Acne, Mobile Phones, & Teenagers.
I have been doing some thinking about the number of teenagers with mobile phones. There has been a lot of talk in the media recently about sexting, cyber-bullying, and the like. While these are serious and important concerns, little attention seems to be given to the context of these evolving problems. While not wishing to diminish the gravity of these social problems, they need to be considered in proportion to the proliferation rate of the technology involved. Take a moment to consider the sheer size of mobile phone usage.
Mobile Phone Stats
The International Telecommunication Union (ITU), has predicted that by the end of this year, 2010, there will be more than 5 billion mobile phone subscriptions worldwide.
In 2007 mobile phone subscriptions started to out number people in Australia: 21.26 million subscriptions for 21.01 million people.
In Australia over 83% of teenagers own a mobile phone, that means there are as many teenagers with a mobile as there are with acne (it makes an interesting headline).
40% of Australian kids have a their own mobile phone by the age of 13.
Over 90% of teenagers regularly use a mobile phone.
In the United States over 75% of teenagers own a mobile phone.
Of these teenagers 1 in 3 send over 100 text messages a day.

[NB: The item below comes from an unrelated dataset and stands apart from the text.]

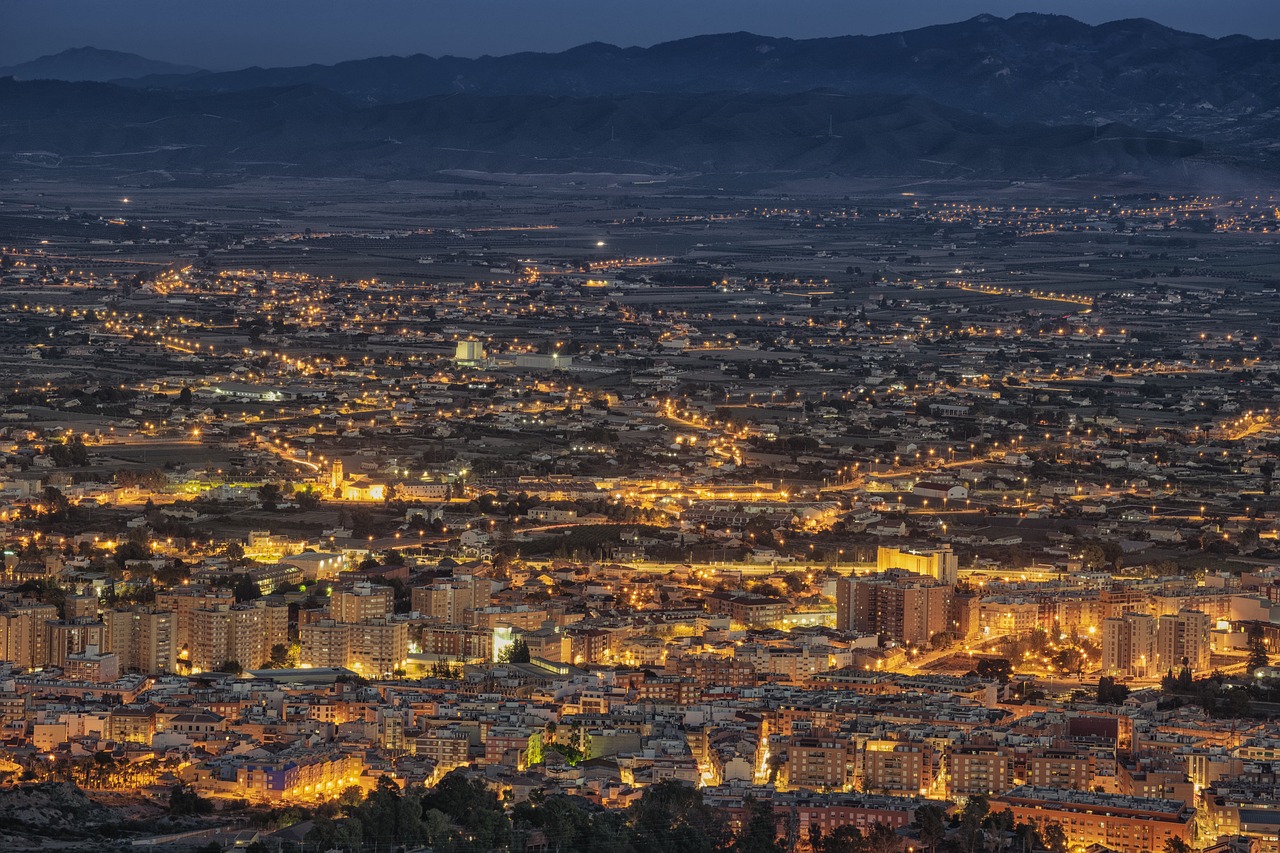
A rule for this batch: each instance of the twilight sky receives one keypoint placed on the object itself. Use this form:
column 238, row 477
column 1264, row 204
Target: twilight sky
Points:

Of the nearly 10million Australians who have used social media sites over 25% of them have done so with mobile technology.
78% of those who used social media used it to post photos. More than 60% of those social media users are under the age of 35.
Social networking traffic now rivals search engine traffic on the internet.
With so many teenagers having and using mobile phones it is only logical to expect that many of the traditional challenges of adolescence would be find expression through this new technology. In the same way the incredible uptake of social networking sites and the increasing easy mobile access will only exacerbate any already developing trend. Of course this does not mean there are not serious issues confronting teenagers and their use, or mis-use, of new technology, but it does put the issues in a proper perspective.
In future posts we will explore the ramification of such high rates of mobile and social media technology, but for now I am going to ponder that for every teenager that has acne there is a teenager with a mobile phone subscription.